CRA network code

Preprocessing (Updated Feb 11, 2022)

Step 1: Splitting emails

By this time, you should have all text files from https://data.tallahassee.com/fbi-cra-documents/ ready in a folder.

"preprocessing_testing.ipynb" will identify individual emails from a collection of multiple email text, save them as individual files to another folder.

Step 2: Splitting emails

"building csv.ipynb" reads each individual files generated by the previous step, identify headers, and build a csv.

Step 2.5: Process to_headers (some fields with semi-colon separation, some with comma separation. Run "handle_to_header.ipynb" Read the file "output_0211.csv" Produce the file "output_03112022.csv" Fields are still capitalized.

Step 3: Name standardization

There are missing labels among (From, Sent,and emails), and some clean up is necessary. Each person is stored as a triplet (first name, last name, email), extracted from various fields. If a name component is not found, it is generated. Assigned first names become "f1", "f2", etc. Assigned last names are "l1", "l2", etc. Assigned emails are "first.last" (we will and "@fake.com" sign in the near future. This triplet forms a unique id. Triplets are replaced either by a name or an email. Emails that are close to each other are not yet reduced to a single email.

The standardization code, "standardize names.ipynb" reads the output of "building csv.ipynb" and produces a new csv file ("output_date_name_standardized.csv").

Step 4: Data enhancement. Run the notebook "add_attributes_to_output.ipynb" to add statistical information to the csv file. This program produces the file "output_with_stats_columns.csv", which includes character and word count per email, along with averages and standard deviations across mailers. Note the presents of outliers, with several 1000 characters. Wehn calculating embeddings, these might have to be removed to avoid skewing the data.

HANDLE DATES. WHERE DOES THIS FIT IN? Run handle_sent.ipynb. Read a csv file that that a Sent: header.
Add three columns: "date_sent", "time_sent", and "timestamp". An invalid timestamp is -1. Time_sent and date_sent from an invalid date are empty strings. Process the dates, convert to a standard format. Invalid dates

Input data information

Using 'output4.csv' as the inputing data, in which emails are sorted in time ascending order.

File desciption

function_library.py

'function_library.py' contains all the functions that are used.

new_preprocess.py

'new_preprocess.py' is the file that process 'output4.csv'. The first pass drops several useless columns from the original dataframe for efficiency. The second pass will standardize names to be triplets in the form of (first_name, last_name, email_address). For some special cases, where at least one of the triplet is missing, a fake name or fake email address will be assigned.

handle_sent_header.ipynb

Read an output.csv file with a Sent: header, and generate consistent formatting for all the entries. Generate three new columns: Date (yyyy-mm-dd), Time (hh-mm), and timestamp (the number of seconds from a fixed time around 1970. All times are expressed in Eastern Daylight Time. I ignore the one hour difference between Eastern Daylight Time (EDT) and Eastern Savings Time (EST) since the two types of time cannot occur on the same day. Also, office hours are 8-5 pm typically in both zones in different parts of the year. However, 5 am PST is converted to 8 am EST. Spelling errors in the different elements have been corrected.

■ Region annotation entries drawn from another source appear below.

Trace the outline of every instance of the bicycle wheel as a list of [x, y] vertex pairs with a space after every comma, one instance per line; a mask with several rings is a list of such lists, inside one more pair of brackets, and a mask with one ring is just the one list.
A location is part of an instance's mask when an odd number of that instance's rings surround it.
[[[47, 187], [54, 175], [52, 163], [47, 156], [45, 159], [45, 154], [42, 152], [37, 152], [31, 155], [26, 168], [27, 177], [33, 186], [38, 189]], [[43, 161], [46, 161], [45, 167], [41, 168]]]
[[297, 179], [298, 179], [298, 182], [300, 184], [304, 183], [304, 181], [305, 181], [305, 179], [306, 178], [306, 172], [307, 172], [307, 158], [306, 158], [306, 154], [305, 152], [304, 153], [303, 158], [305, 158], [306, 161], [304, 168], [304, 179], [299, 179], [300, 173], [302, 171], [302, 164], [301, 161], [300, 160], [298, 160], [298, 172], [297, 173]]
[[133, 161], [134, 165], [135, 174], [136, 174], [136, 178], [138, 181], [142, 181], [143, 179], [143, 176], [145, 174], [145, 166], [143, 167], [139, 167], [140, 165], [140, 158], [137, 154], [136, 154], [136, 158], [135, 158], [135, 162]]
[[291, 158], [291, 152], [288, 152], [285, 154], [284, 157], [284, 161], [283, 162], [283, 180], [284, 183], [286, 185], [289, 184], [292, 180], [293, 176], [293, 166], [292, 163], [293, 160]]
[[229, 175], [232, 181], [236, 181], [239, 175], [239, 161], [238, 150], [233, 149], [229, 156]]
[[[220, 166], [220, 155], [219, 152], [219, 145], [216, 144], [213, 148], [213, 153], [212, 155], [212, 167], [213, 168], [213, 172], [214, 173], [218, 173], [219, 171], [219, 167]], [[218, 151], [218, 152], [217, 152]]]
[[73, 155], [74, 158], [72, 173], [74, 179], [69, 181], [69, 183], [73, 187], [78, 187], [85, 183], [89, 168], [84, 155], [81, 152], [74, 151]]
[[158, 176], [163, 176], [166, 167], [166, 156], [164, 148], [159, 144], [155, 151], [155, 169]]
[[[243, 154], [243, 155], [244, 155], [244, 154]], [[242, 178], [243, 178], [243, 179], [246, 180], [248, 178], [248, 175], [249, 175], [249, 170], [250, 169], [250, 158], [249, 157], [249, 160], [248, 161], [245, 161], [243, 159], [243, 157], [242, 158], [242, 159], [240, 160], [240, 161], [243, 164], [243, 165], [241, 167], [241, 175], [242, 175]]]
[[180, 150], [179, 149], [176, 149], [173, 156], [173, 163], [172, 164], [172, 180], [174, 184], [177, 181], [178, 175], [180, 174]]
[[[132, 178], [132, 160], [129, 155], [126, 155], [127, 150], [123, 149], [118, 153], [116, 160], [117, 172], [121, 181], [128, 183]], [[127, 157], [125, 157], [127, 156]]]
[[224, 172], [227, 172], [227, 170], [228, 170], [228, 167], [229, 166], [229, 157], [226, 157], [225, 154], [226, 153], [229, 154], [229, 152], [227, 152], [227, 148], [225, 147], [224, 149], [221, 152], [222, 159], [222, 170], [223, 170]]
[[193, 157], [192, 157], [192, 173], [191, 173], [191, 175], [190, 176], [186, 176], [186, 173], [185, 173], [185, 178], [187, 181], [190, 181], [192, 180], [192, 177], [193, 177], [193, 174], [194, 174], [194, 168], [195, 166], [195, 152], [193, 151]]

handle_to_header.ipynb (handling the Cc header is similar to the to: header)

Handle the comma separated elements of from_header and transform them to semi-colon separated fields. Treat various special cases, the most prominent being when the number of fields is the same as the number of commas. In that case, simply replace the commas by semi-colons.

TODO:

add a column to the dataframe to show whether the email is sent in day time or night time
calculate some stats about the length of title and subject, and add to the dataframe as columns
generate a sender/recipient by year table, sort the table by the total number of emails in the row.

network_graph.py

'network_graph.py' reads the pickle file generated by 'new_preprocess.py', create connection matrix, create id2name dictionary using the sorted unique name list. In the end, the plot is generated and saved into pdf.

Some old/testing codes

Old codes include: networkx.ipynb, networkx_ge.py, preprocess.py

Testing codes include: string_tests.py

All can be cleaned later.

Additional files

build_new_output_csv.ipynb : create an output file, starting from individual emails. File does not use any local function library.
preprocessing_testing.ipynb : Read individual text files, and create collection of emails

#-------------------------------------------------------------

Column descriptions of the file output_with_stats_columns.csv . Each row corresponds to an email. Duplicates have been removed. Two mails are duplicates of each other if the following fields match: 'From', 'To', 'Sent', 'Body' . This is probably not foolproof. We started with 71,143 emails, and have 39,444 emails after removal of duplicates. Note that these emails were printed to pdf by the FBI, and we then translated the pdf to ascii. There are quite a few errors, with many fields missing. However, we did not access to the original emails.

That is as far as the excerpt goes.